Discretize

image

Discretizes continuous attributes from input data set.

Signals

Inputs:

Attribute-valued data set.

Outputs:

Data set with discretized values.

Description

Discretize widget discretizes continuous attributes with a selected method.

Discretize

  1. The basic version of the widget is rather simple. It allows choosing between three different discretizations.
  2. Entropy-MDL, invented by Fayyad and Irani is a top-down discretization which recursively splits the attribute at a cut maximizing information gain, until the gain is lower than the minimal description length of the cut. This discretization can result in an arbitrary number of intervals, including a single interval in which case the attribute is discarded as useless (removed).
  3. Equal-frequency splits the attribute into the a given number of intervals, so that they each contain approximately the same number of instances.
  4. Equal-width evenly splits the range between the smallest and the largest observed value. Number of intervals can be set manually.
  5. The widget can also be set to leave the attributes continuous or to remove them.
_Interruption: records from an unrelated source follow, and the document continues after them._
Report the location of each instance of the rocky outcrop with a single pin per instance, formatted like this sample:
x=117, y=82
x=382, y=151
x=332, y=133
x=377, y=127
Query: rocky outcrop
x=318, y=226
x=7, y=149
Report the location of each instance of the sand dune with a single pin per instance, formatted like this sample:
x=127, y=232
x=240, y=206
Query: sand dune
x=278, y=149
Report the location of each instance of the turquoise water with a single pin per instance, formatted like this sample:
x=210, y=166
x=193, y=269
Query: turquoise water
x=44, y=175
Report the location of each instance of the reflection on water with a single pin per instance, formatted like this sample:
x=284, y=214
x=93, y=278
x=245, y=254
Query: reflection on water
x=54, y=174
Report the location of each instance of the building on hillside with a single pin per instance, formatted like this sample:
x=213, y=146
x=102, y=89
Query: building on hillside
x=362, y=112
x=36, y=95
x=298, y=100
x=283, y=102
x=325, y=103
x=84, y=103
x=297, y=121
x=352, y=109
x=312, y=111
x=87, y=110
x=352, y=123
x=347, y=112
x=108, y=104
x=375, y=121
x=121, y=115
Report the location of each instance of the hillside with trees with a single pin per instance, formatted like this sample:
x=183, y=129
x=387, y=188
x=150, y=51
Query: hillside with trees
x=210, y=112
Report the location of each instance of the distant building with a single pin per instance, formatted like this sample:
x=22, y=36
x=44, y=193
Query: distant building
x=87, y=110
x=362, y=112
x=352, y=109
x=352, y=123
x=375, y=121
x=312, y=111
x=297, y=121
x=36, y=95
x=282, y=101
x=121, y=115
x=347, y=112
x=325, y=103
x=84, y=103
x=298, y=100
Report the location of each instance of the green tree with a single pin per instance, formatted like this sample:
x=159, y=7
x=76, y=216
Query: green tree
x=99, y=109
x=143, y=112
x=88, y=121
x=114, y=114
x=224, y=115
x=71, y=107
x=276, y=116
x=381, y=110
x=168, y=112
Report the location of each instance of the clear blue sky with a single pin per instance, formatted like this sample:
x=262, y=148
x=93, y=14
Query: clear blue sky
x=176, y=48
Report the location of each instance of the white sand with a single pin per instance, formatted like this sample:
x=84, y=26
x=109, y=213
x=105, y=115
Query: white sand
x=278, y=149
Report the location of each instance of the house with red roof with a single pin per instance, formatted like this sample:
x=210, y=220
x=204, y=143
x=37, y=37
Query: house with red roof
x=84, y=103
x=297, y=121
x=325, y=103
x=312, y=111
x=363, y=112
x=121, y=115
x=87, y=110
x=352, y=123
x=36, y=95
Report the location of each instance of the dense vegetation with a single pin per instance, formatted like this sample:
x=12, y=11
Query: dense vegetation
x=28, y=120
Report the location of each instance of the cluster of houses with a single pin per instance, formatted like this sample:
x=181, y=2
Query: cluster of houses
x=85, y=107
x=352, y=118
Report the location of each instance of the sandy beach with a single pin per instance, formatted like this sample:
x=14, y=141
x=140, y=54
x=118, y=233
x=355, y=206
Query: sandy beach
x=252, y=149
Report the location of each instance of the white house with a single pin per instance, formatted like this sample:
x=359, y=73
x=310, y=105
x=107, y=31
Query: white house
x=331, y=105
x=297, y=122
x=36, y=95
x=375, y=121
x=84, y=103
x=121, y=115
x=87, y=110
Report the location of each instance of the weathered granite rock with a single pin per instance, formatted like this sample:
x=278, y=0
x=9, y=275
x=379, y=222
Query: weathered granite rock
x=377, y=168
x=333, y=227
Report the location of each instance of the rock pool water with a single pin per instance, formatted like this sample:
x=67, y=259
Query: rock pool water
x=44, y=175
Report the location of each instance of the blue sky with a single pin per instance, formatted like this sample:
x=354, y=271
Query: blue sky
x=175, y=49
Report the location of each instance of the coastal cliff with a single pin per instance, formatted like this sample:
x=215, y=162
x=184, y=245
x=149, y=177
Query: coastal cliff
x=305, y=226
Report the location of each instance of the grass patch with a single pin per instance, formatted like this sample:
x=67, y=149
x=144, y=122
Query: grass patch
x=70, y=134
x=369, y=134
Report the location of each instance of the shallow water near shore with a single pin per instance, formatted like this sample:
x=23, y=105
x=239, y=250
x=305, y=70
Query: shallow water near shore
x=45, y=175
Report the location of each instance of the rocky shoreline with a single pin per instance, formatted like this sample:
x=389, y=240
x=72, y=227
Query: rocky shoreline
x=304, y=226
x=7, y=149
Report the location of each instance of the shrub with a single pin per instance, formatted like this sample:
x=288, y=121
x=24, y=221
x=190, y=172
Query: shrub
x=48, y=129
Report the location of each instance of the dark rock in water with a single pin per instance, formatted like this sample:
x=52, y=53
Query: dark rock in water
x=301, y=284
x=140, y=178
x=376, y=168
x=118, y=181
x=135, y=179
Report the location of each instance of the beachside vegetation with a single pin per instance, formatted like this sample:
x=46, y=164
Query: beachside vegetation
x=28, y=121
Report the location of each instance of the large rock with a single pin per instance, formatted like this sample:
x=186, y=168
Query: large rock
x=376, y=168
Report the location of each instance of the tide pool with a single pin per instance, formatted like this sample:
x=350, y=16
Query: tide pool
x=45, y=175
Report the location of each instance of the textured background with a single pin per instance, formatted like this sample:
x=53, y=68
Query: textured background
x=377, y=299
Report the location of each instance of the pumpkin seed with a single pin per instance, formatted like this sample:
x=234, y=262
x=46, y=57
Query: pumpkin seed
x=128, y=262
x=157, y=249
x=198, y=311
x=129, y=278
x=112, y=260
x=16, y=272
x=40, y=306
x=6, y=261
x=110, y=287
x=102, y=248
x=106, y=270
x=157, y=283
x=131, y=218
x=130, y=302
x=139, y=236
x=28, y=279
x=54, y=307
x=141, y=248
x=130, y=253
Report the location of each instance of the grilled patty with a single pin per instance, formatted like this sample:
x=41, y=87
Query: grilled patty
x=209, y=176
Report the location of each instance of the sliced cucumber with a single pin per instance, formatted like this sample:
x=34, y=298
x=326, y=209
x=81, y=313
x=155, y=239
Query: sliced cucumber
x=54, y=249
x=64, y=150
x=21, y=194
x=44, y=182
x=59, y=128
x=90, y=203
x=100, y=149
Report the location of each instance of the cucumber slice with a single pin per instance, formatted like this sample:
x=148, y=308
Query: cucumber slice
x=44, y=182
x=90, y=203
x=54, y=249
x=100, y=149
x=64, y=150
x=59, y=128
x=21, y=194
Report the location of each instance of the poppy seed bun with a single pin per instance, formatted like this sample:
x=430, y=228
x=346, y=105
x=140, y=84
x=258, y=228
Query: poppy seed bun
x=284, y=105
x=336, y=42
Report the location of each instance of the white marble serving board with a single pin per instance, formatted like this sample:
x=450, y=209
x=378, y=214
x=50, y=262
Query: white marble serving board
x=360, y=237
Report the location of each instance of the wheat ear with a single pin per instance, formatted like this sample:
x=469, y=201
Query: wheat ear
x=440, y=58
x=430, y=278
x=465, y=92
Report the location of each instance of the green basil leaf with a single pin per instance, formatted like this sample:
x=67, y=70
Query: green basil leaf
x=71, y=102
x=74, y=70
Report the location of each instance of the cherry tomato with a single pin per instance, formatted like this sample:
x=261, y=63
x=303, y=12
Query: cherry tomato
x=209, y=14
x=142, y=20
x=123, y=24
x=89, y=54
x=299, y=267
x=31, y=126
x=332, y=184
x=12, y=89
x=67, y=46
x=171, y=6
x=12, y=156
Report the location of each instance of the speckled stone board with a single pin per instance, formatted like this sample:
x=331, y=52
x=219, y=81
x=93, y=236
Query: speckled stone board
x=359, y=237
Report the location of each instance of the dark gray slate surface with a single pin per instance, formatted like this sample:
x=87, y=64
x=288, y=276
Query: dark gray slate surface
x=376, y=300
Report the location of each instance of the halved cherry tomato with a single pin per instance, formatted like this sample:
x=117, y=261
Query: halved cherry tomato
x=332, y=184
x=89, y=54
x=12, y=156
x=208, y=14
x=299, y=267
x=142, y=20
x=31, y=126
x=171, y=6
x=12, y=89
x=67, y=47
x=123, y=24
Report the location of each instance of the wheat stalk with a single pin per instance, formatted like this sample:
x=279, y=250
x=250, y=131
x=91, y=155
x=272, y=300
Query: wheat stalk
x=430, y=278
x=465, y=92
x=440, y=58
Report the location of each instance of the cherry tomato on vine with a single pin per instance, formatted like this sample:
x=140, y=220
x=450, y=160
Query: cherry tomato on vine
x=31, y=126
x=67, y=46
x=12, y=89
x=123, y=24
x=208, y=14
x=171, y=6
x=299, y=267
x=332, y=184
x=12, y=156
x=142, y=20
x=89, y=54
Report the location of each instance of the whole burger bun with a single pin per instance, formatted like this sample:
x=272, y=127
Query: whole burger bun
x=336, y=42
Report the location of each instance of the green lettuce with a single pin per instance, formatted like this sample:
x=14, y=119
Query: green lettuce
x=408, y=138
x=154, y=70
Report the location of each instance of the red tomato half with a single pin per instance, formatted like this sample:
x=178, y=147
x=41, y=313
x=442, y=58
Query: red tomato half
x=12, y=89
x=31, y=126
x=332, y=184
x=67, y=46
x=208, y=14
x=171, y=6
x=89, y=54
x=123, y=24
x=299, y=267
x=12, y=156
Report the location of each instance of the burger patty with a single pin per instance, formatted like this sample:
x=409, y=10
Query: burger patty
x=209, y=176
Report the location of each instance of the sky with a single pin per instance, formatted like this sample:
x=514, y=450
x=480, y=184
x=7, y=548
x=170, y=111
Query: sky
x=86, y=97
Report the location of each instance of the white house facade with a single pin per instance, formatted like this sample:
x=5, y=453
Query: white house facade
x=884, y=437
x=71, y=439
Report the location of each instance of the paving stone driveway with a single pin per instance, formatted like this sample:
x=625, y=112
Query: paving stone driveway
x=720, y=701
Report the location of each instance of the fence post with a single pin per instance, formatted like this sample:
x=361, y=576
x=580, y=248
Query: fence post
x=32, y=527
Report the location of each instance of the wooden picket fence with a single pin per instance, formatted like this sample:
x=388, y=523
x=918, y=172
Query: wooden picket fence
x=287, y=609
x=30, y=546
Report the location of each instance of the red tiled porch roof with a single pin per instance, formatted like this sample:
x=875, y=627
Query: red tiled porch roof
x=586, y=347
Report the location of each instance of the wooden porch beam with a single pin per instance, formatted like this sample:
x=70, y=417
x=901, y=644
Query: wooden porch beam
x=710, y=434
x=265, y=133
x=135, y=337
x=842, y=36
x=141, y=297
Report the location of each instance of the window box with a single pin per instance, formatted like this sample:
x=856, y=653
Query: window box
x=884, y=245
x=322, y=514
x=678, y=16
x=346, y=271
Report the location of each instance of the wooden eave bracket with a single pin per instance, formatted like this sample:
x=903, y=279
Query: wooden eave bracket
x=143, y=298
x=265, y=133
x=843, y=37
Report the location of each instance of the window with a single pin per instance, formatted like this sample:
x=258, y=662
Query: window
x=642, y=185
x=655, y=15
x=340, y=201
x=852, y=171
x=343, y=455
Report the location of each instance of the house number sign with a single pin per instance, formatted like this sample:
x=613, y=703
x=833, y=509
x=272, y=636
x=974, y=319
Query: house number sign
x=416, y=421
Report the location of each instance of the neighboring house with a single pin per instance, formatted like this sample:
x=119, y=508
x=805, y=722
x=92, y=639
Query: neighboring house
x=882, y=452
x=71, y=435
  6. To treat attributes individually, go to Individual Attribute Settings. They show a specific discretization of each attribute and allows to change it. First, the top left list shows the cut-off points for each attribute. In the snapshot we used the entropy-MDL discretization which determines the optimal number of intervals automatically: we can see it discretized the age into seven intervals with cut-offs at 21.50, 23.50, 27.50, 35.50, 43.50, 54.50 and 61.50, respectively, while the capital-gain got split into many intervals with several cut-offs. The final weight (fnlwgt), for instance, was left with a single interval and thus removed.

On the right we can select a specific discretization method for each attribute. Attribute “fnlwgt” would be removed by the MDL-based discretization, so to prevent its removal, we select the attribute and choose, for instance, Equal-frequency discretization. We could also choose to leave the attribute continuous.

  1. Tick 'Send data after every change' for the widget to automatically commit changes. Alternatively press Apply.

Example

In the schema below we show Iris data set with continuous attributes (as in original data file) and with discretized attributes.

image